One area for improvement is that the current model requires multiple inference passes, and the team is working to streamline this process to make detailed citations available on demand. Another ongoing issue, or reality, is the inherent complexity of language. Some sentences in a given context are deeply interconnected, and removing one might distort the meaning of others. While ContextCite is an important step forward, its creators recognize the need for further refinement to address these complexities.

“We see that nearly every LLM [large language model]-based application shipping to production uses LLMs to reason over external data,” says LangChain co-founder and CEO Harrison Chase, who wasn’t involved in the research. “This is a core use case for LLMs. When doing this, there’s no formal guarantee that the LLM’s response is actually grounded in the external data. Teams spend a large amount of resources and time testing their applications to try to assert that this is happening. ContextCite provides a novel way to test and explore whether this is actually happening. This has the potential to make it much easier for developers to ship LLM applications quickly and with confidence.”

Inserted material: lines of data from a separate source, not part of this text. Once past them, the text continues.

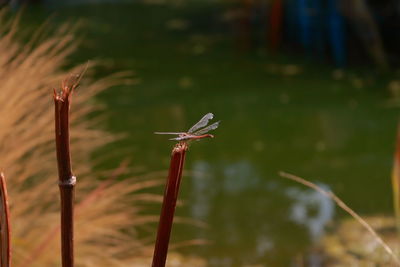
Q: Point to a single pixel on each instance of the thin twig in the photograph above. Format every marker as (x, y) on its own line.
(346, 208)
(4, 224)
(169, 204)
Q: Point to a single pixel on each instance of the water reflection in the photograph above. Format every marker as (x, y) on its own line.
(233, 196)
(311, 209)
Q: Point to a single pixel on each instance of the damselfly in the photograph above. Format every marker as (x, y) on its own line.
(198, 131)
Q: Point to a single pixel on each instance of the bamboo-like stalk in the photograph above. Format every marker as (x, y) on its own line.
(169, 204)
(4, 224)
(396, 180)
(66, 180)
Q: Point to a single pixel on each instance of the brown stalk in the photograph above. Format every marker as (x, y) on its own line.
(169, 204)
(4, 224)
(66, 180)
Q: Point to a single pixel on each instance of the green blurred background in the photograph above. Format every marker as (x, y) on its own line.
(283, 108)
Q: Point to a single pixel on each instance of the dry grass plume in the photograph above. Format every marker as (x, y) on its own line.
(105, 210)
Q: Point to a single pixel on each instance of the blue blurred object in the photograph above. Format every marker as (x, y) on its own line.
(315, 17)
(337, 33)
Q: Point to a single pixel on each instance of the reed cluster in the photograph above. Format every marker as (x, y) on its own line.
(106, 211)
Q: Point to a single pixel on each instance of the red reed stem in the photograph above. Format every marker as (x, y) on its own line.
(4, 224)
(66, 179)
(169, 204)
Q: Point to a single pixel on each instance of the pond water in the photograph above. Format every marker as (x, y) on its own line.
(277, 114)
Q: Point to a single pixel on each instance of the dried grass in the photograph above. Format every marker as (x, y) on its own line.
(106, 211)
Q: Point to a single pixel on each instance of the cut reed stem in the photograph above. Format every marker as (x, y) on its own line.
(346, 208)
(396, 181)
(66, 180)
(169, 204)
(4, 224)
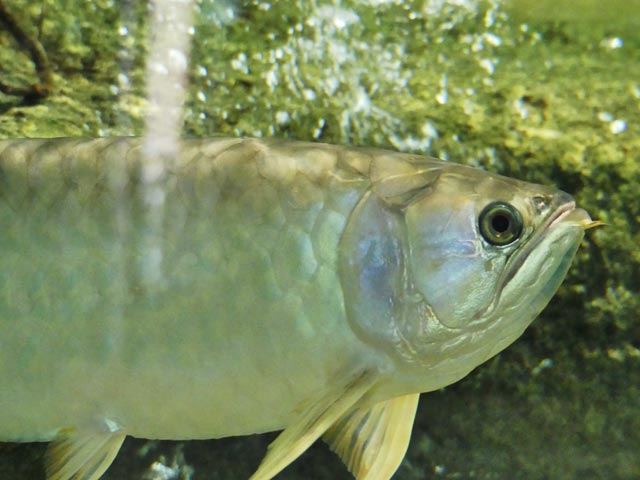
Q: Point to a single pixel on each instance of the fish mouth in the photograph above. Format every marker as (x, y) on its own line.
(566, 212)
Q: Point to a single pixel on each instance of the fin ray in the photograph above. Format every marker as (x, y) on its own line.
(311, 424)
(82, 456)
(372, 442)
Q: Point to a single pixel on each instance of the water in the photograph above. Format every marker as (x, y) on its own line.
(546, 91)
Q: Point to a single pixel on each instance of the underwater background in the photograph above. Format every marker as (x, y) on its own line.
(545, 91)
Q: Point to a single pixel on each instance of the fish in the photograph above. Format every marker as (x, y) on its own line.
(266, 285)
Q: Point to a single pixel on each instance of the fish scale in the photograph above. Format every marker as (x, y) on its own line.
(306, 287)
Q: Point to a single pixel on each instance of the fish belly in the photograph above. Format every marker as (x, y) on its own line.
(211, 307)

“AI’s expanding capabilities position it as an invaluable tool for our daily information processing,” says Aleksander Madry, an MIT Department of Electrical Engineering and Computer Science (EECS) professor and CSAIL principal investigator. “However, to truly fulfill this potential, the insights it generates must be both reliable and attributable. ContextCite strives to address this need, and to establish itself as a fundamental building block for AI-driven knowledge synthesis.”

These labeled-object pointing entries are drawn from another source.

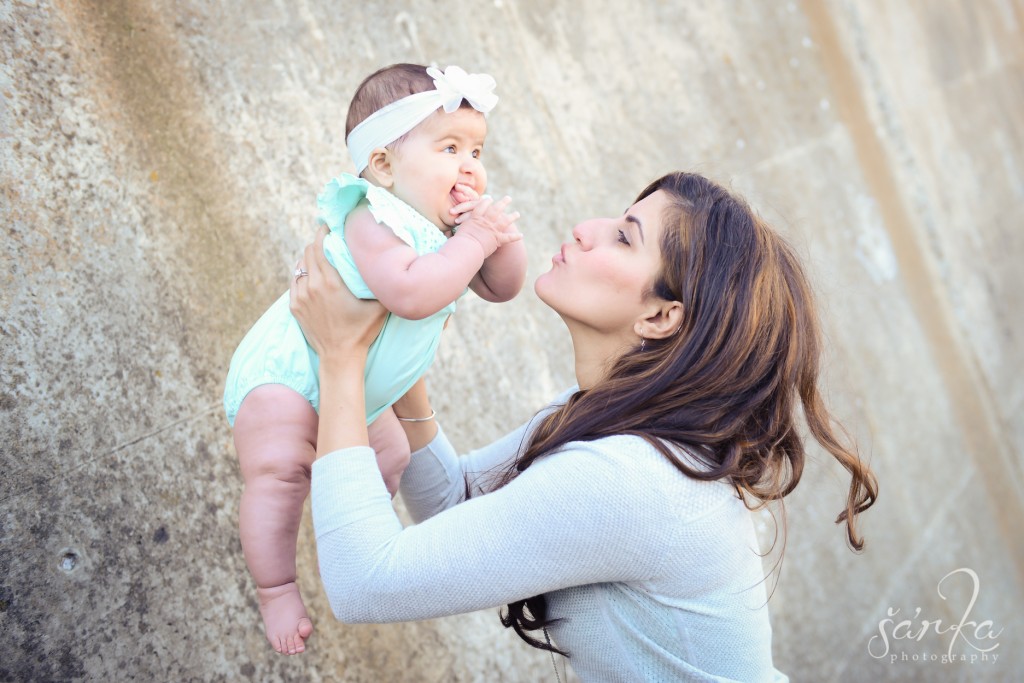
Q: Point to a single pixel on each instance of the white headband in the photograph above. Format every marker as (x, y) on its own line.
(389, 123)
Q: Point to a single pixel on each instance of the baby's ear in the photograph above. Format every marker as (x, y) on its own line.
(380, 167)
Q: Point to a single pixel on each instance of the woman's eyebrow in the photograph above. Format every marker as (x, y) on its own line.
(630, 218)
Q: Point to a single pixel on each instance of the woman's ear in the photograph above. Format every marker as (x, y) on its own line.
(659, 321)
(380, 166)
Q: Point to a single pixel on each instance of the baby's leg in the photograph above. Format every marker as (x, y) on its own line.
(388, 439)
(275, 439)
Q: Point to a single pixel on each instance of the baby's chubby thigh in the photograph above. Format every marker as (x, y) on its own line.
(387, 438)
(275, 436)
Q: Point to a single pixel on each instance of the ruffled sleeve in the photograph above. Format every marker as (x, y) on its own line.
(342, 195)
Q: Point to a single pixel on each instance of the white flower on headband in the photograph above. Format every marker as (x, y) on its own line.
(456, 85)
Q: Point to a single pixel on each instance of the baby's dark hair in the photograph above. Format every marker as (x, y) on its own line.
(385, 86)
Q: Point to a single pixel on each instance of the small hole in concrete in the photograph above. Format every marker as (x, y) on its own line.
(69, 560)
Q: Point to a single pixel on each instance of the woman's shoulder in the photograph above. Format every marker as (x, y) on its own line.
(629, 461)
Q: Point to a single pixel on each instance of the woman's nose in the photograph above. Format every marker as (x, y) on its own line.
(586, 232)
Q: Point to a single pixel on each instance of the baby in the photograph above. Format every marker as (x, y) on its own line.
(413, 230)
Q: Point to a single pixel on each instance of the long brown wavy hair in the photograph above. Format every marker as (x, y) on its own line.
(726, 386)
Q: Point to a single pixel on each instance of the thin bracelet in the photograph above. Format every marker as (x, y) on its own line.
(433, 414)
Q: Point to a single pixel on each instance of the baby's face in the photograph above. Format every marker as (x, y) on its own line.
(440, 153)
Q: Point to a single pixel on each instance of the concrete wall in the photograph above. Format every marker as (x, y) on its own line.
(159, 163)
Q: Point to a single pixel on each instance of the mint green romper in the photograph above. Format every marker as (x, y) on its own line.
(274, 351)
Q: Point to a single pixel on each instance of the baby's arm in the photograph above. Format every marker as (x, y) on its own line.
(415, 287)
(503, 273)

Cohen-Wang and Madry wrote the paper with three CSAIL affiliates: PhD students Harshay Shah and Kristian Georgiev ’21, SM ’23. Senior author Madry is the Cadence Design Systems Professor of Computing in EECS, director of the MIT Center for Deployable Machine Learning, faculty co-lead of the MIT AI Policy Forum, and an OpenAI researcher. The researchers’ work was supported, in part, by the U.S. National Science Foundation and Open Philanthropy. They’ll present their findings at the Conference on Neural Information Processing Systems this week.